Independence Special - On the occasion of my beloved country's 64th Independence, I thought probably I should also give freedom to all my readers from my deadly recipes... LOL... :P Don't you guys dare think that way...

Independence mean Freedom to express and live the way you want to without any interventions from one another and I really enjoy that to the highest extent with my recipe blog. So, thought why not ask my best buddy to be a guest cook and share one of his best recipe to make your meal on Independence day even better. R. Venkatram aka Venky Baba has been my best buddy from college days and we both have done mischievous things which are greater than what probably all of you would feel, "so what even we did the same?!"... Sorry can't disclose those here because not only his wife but even my fiance would just take two brooms and clean us up big time... LOL... :)

Venky Baba is teaching all of us including me how to prepare Goan Prawn curry in the most easiest and the simplest method. And, by the way you guys must be thinking "Agreed if Venky is short for Venkatram but why 'BABA'?!" Long story but will shorten it for you guys and that is simple, he used to give unnecessary gyaan to all of us in college. From that day our entire batch started calling him "Venky Baba Ki Jai" the minute they see him.
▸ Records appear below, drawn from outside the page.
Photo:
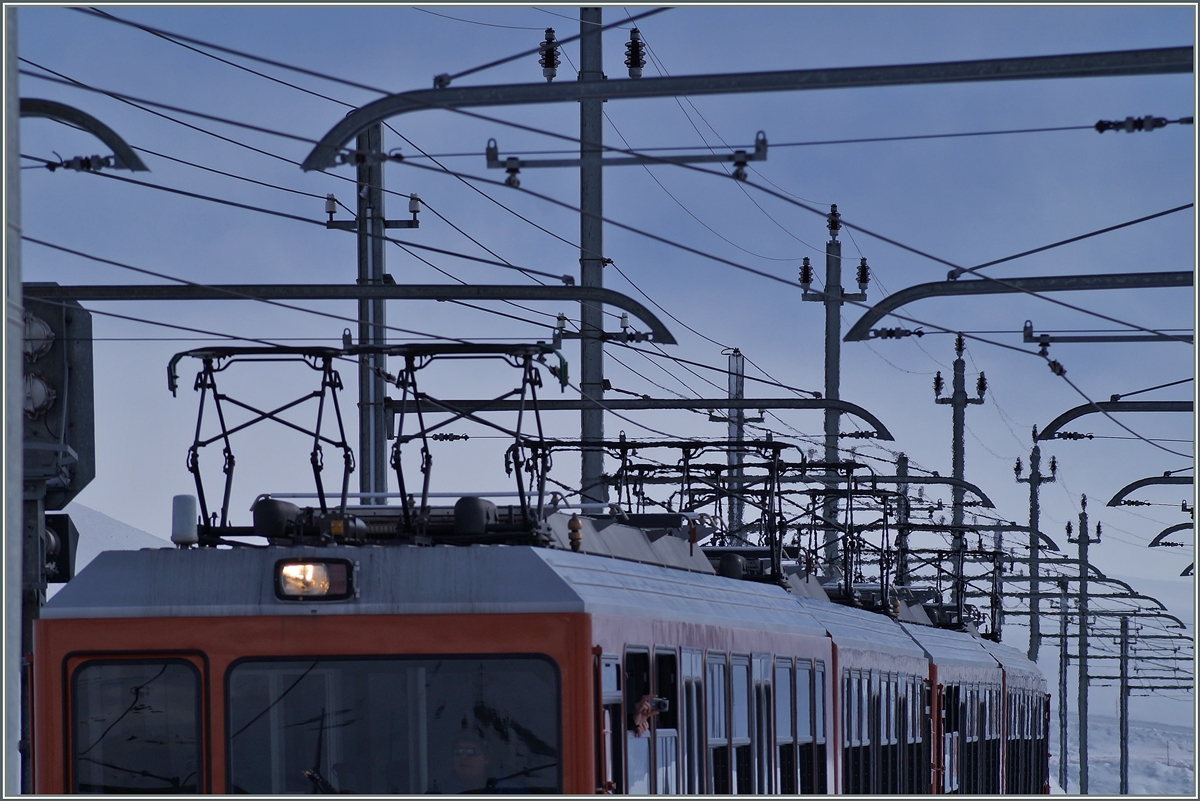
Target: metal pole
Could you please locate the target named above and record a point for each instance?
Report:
(832, 383)
(737, 434)
(958, 402)
(903, 521)
(592, 487)
(372, 386)
(1062, 685)
(1035, 481)
(1123, 700)
(1083, 646)
(15, 417)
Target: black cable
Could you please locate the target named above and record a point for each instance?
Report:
(1073, 239)
(317, 222)
(120, 96)
(1151, 389)
(227, 291)
(474, 22)
(447, 79)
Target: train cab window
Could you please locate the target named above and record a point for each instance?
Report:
(394, 726)
(718, 726)
(666, 723)
(136, 727)
(637, 728)
(690, 720)
(785, 728)
(741, 724)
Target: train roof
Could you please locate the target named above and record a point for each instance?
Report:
(1019, 670)
(958, 655)
(409, 579)
(865, 636)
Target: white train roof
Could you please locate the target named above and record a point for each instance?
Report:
(958, 655)
(408, 579)
(862, 637)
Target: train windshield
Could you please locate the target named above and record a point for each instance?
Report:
(395, 726)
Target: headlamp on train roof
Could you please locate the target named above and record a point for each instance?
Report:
(313, 579)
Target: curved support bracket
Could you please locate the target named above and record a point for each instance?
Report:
(1083, 65)
(941, 480)
(1147, 482)
(1111, 407)
(123, 155)
(340, 291)
(1157, 542)
(861, 330)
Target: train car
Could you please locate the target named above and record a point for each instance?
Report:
(612, 657)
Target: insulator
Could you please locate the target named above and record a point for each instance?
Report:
(549, 59)
(864, 275)
(635, 54)
(805, 273)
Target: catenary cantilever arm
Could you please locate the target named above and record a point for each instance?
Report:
(1083, 65)
(124, 155)
(1110, 407)
(1157, 542)
(861, 330)
(1147, 482)
(349, 291)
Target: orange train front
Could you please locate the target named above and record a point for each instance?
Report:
(627, 666)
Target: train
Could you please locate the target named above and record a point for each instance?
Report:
(319, 652)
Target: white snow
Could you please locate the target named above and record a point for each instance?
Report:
(1162, 758)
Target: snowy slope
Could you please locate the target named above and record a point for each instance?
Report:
(1162, 758)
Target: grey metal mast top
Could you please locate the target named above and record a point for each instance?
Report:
(1083, 65)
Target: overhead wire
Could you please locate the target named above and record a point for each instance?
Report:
(816, 211)
(783, 197)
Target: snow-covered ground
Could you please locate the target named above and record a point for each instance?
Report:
(1162, 758)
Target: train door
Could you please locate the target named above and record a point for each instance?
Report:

You don't believe me, go to FACEBOOK and check for Venky Baba you will find him, the one and only Baba on Facebook I guess.... LOL... :P

Goan Prawn Curry

Ingredients - (For four people)

Medium Sized Prawns - 500 gms
Salt - To taste
Oil - 1 tablespoon
Kokum - 4-5 nos
(Kokum or Garcinia Indica or even known as bhinda in Konkani or Murugala Hannu in Kannada is a western coastal fruit from a fruit tree and this is a very close substitute to tamarind or in plain and simple language a souring and tangy agent.)
Green Chillies - 2-4 nos


For paste -


Dry Red Chillies - 12 nos
Coconut Scraped - 1/2 no
Ginger - 30 gms
Garlic - 30 gms
Black Pepper Whole - 2 tablespoons
Coriander Seeds - 2 tablespoons
Cumin Seeds - 2 tablespoons
Turmeric - 1 tablespoon
Cooking Vinegar - 20ml


Method to prepare -


As I always aim at making the recipes as simple and easy as possible for you to try and I guess Venky Baba has also achieved my recipe blog aim in this recipe.

  • Grind all the ingredients mentioned under the tab "For paste" into a very fine paste and please keep in mind it has to be a really smooth paste, as even a coarse texture will spoil the whole curry
  • In the mean time, wash your prawns thoroughly and de-vein them, if you are wondering what is de-veining them, all you need to do is make a small slit on the back of the prawns and remove the black gastrointestinal tract
  • If you are really lazy and think why should I do it, forget it won't make much of a difference then don't forget to keep a strip of "LOMOTIL" tablets next to you because if that black thing is consumed by humans then we tend to have a very very very loose tap with a tsunami swirling in our tummies
  • Once the paste is ready along with prawns de-veined & washed, its time to prepare your dish
  • Heat a pan with a little oil, add the paste to that oil along with kokum and slit green chillies
  • Cook this mixture till it becomes thick and starts oozing out oil on the edges of the pan
  • Add 1/2 litre of water to the mixture and then place the raw prawns inside the curry before leaving it to cook
  • Cook this mixture to a boil and then simmer for about 5-7 minutes for the prawns to cook
  • Be careful while cooking prawns, because if you end up over cooking them then all you can do is take the prawns out from the curry, wash them and use as eraser for your kids drawings.... LOL... :)
  • There you go with your prawn curry and now all you need to do is enjoy it with pipping hot plain rice probably with a beetroot coconut fry and oil fried papad

Go ahead and try it out and let me know your feedback on this Independence Day Special Dish. Thank you Venky Baba for helping me out with Goan Prawn Curry and I did really feel that we both re-visited Goa with this curry and the few beers along with Goan Trance playing in the background the entire time.